Trust the Process: Actors Who Go All In, From Daniel Day-Lewis to Jeremy Strong

Two Oscars, two transformations—and for the first, playing Brandon Teena in the utterly devastating Boys Don’t Cry, Swank cut her hair short, taped her breasts down and stuffed her pants (as Brandon, who was born Teena Brandon, does in the movie) and ventured out into her Los Angeles-area neighborhood, introducing herself as “Hilary’s brother, James.”

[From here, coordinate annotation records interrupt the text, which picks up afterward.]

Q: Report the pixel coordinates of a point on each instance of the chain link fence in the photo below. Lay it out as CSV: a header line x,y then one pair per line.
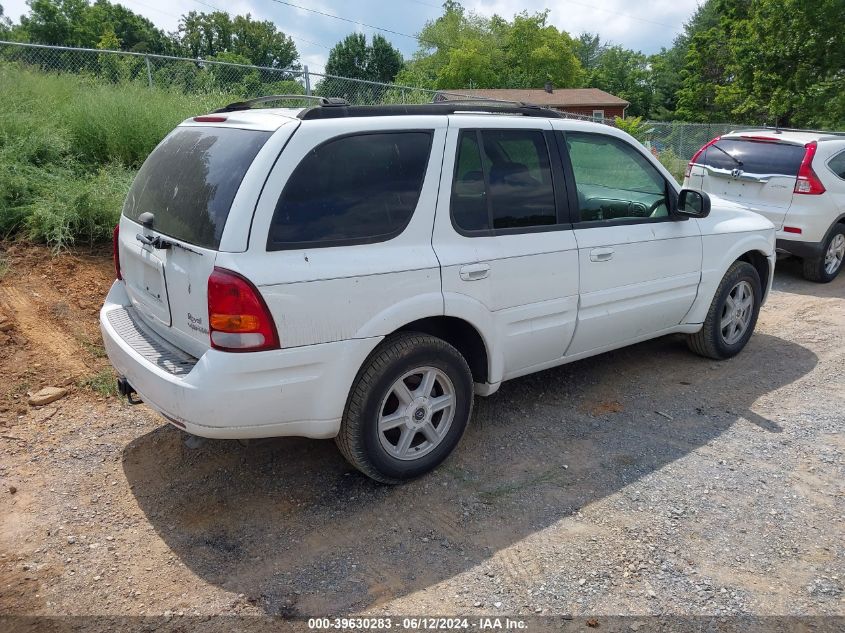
x,y
674,143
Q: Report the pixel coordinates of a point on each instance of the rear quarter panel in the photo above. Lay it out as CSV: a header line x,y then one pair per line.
x,y
727,233
320,295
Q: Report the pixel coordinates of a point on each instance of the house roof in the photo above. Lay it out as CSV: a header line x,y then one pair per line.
x,y
559,98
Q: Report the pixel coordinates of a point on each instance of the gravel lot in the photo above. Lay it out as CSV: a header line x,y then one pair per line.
x,y
643,481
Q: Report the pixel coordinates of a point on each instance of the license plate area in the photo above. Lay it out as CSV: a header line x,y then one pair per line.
x,y
146,285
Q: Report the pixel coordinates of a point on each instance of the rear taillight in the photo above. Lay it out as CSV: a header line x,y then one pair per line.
x,y
808,182
697,155
238,318
116,251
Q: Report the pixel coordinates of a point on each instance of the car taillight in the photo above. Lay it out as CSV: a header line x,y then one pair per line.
x,y
116,251
698,154
808,182
238,318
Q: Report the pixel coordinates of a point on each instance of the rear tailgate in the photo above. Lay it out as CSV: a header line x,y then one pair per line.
x,y
173,221
755,173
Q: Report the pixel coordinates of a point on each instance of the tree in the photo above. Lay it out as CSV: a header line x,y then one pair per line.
x,y
626,74
588,48
349,57
259,42
352,57
668,64
5,24
766,61
536,52
76,23
385,60
461,49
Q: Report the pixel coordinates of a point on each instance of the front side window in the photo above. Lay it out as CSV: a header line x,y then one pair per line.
x,y
503,180
614,181
352,189
837,165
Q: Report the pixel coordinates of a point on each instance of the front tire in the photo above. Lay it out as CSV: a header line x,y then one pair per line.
x,y
823,269
408,409
732,315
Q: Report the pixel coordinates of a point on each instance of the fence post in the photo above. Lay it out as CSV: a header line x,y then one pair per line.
x,y
149,70
681,152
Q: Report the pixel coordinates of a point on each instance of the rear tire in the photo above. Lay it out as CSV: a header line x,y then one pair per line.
x,y
732,315
408,408
825,267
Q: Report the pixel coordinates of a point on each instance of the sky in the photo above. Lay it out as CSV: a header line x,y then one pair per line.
x,y
643,26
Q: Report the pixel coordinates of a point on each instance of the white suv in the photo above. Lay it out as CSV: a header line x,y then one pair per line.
x,y
796,179
359,272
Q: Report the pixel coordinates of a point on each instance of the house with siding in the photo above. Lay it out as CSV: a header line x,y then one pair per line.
x,y
591,102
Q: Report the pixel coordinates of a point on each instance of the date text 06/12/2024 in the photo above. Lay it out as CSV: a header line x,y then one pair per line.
x,y
417,624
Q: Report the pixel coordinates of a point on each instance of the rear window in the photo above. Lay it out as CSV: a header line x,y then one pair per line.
x,y
757,157
352,190
189,181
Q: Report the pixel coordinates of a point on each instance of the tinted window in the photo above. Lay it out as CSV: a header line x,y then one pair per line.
x,y
756,157
189,181
506,182
614,181
352,189
837,165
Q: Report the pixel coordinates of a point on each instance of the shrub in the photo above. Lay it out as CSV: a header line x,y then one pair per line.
x,y
69,146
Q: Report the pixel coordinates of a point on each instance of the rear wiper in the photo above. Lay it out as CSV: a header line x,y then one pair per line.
x,y
156,242
726,153
163,244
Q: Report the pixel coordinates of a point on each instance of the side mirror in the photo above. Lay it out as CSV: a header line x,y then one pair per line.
x,y
693,204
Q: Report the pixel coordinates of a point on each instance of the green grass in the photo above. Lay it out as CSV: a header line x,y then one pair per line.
x,y
69,148
103,383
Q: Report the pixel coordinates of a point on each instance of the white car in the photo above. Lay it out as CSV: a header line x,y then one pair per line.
x,y
795,179
359,272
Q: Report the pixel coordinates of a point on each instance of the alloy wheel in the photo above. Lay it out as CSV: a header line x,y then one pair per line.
x,y
416,413
736,313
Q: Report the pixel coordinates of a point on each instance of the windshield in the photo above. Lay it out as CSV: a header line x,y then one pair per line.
x,y
189,181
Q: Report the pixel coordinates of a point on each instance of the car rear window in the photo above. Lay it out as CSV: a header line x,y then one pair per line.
x,y
757,157
189,181
353,189
837,165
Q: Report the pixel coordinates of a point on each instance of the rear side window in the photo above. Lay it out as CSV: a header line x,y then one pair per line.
x,y
503,180
352,190
837,165
189,181
756,157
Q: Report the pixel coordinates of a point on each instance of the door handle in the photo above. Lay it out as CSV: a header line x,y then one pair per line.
x,y
601,254
474,272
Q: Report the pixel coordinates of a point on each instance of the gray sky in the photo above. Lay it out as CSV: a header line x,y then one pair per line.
x,y
644,26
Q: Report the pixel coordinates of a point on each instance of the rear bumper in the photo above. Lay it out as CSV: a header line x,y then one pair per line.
x,y
799,248
299,391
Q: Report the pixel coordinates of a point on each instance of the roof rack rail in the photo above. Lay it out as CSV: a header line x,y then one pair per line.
x,y
439,108
249,103
774,130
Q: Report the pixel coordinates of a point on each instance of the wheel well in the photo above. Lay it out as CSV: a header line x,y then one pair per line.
x,y
459,334
760,263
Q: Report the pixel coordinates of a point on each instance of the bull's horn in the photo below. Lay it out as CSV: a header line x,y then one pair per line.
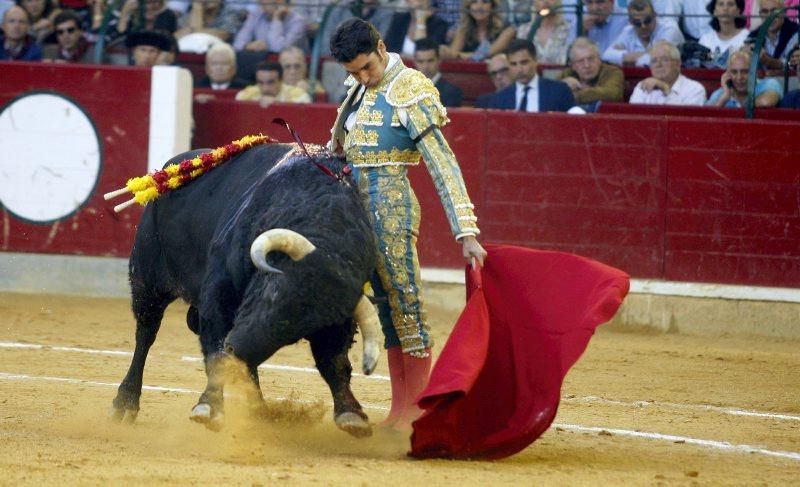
x,y
367,320
283,240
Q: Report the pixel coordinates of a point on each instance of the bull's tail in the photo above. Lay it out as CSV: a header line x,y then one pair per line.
x,y
367,320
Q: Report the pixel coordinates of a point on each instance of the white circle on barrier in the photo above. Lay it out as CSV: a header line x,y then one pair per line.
x,y
51,157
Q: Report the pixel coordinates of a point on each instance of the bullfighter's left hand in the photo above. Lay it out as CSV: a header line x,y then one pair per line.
x,y
473,251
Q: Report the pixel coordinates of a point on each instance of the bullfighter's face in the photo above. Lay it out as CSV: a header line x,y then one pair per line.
x,y
368,69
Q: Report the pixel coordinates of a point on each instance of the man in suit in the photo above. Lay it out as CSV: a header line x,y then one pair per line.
x,y
531,92
498,70
426,57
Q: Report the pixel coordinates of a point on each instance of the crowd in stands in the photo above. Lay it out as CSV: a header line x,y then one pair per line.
x,y
262,47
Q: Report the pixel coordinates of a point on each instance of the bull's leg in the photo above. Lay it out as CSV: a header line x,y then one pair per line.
x,y
218,303
329,347
210,406
148,313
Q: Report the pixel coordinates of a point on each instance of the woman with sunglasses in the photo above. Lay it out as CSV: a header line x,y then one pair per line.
x,y
549,32
482,32
729,32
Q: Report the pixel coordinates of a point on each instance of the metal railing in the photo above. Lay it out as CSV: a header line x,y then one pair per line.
x,y
752,77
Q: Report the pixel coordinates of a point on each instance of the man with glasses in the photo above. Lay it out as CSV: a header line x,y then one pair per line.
x,y
72,46
15,43
603,22
270,88
781,36
666,85
630,48
295,69
426,59
531,92
733,90
590,79
499,74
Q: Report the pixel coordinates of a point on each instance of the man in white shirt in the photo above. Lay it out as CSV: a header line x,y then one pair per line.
x,y
696,18
630,48
666,85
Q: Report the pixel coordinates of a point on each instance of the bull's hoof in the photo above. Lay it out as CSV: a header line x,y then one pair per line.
x,y
204,414
354,424
123,415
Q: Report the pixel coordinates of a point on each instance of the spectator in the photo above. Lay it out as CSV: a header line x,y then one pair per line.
x,y
531,92
145,46
603,22
666,85
450,11
369,10
733,90
41,14
792,99
156,17
418,22
482,32
72,46
168,57
696,20
275,26
270,88
426,57
630,48
590,79
221,69
212,17
751,12
295,70
548,31
498,70
728,33
668,9
781,36
16,44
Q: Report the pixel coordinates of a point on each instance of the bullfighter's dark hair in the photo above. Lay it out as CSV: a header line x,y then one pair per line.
x,y
427,44
270,66
739,21
66,16
353,37
521,45
640,5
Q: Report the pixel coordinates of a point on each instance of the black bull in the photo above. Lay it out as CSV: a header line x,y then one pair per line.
x,y
246,303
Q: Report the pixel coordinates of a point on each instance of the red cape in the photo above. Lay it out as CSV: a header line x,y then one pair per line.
x,y
497,383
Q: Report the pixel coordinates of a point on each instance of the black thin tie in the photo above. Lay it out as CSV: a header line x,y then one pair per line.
x,y
523,104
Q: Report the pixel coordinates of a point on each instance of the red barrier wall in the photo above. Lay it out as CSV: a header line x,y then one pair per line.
x,y
671,197
709,200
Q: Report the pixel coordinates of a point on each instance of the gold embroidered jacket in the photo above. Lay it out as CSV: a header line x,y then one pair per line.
x,y
388,124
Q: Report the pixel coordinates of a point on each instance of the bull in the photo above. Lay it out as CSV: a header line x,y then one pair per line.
x,y
267,249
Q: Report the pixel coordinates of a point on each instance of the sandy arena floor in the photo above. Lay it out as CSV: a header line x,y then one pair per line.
x,y
637,409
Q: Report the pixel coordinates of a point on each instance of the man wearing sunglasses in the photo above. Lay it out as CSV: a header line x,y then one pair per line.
x,y
72,46
644,29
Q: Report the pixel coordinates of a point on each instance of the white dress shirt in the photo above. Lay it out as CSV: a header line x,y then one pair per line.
x,y
533,95
684,92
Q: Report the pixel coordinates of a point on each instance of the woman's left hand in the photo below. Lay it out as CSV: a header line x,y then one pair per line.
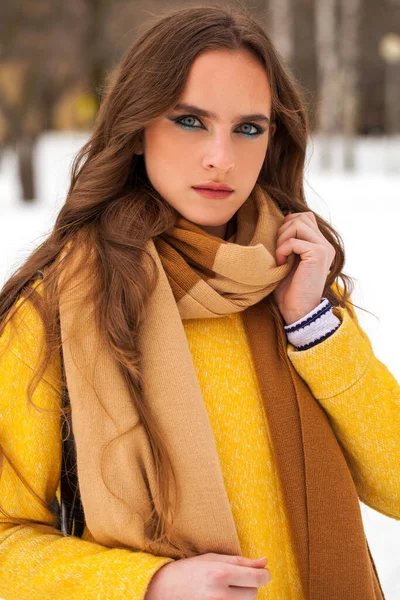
x,y
301,291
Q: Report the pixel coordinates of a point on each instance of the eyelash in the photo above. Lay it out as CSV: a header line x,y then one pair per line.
x,y
260,130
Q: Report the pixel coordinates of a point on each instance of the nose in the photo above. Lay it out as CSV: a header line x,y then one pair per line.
x,y
219,154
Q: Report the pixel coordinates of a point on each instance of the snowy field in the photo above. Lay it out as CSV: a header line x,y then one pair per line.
x,y
364,207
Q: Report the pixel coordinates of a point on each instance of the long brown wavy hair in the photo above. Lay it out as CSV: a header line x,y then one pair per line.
x,y
112,209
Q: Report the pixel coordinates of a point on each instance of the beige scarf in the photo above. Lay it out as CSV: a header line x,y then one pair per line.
x,y
202,276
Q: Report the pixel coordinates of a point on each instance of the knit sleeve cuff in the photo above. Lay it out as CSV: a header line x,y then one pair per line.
x,y
338,362
314,327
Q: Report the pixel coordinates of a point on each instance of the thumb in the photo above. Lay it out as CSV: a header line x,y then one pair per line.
x,y
241,560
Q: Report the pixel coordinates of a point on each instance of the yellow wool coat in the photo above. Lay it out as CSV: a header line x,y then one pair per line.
x,y
359,394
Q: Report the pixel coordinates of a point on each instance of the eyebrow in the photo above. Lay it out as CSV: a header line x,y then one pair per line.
x,y
211,115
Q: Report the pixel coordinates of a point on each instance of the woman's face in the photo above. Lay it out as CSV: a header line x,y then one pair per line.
x,y
224,147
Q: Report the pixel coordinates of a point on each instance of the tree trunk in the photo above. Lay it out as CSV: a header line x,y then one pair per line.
x,y
281,14
327,77
349,44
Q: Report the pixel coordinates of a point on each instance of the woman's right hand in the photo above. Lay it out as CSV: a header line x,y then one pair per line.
x,y
209,576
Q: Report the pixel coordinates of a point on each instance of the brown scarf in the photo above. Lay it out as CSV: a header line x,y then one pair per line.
x,y
202,276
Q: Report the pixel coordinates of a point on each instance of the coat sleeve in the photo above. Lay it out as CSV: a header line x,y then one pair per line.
x,y
361,399
46,564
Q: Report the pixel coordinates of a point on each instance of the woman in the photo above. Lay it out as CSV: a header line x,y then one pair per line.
x,y
225,404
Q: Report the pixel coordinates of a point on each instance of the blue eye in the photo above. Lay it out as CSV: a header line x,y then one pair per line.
x,y
178,121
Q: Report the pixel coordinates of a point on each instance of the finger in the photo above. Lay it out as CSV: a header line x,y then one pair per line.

“I was treated so differently in public,” Swank told the New York Times in 1999. If shopkeepers thought she was a boy, they watched her more closely. And, she added, “If people couldn’t define what I was, they didn’t want to have anything to do with me.

Actually making the film, based on a tragic true story (Brandon was murdered on New Year’s Eve in 1993 by two men he’d counted as friends until they found out he was biologically female) was more upsetting than Swank had anticipated, so she had then-husband Chad Lowe join her on the set. “I told him I was having a really hard time getting through this,” she said. “I had to keep a little bit of distance from the fact that this actually happened to someone.”

Determined, compassionate commitment to do the character justice aside, Swank acknowledged to Variety in 2020 that if the film were made today, the role would be better served by a trans actor.

At the time it was made, Swank explained, “I mean, trans people weren’t really walking around in the world saying, ‘Hey, I’m trans.’ Twenty-one years later, not only are trans people having their lives and living, thankfully, [although] we still have a long way to go in their safety and their inclusivity, but we now have a bunch of trans actors who would obviously be a lot more right for the role and have the opportunity to actually audition for the role.”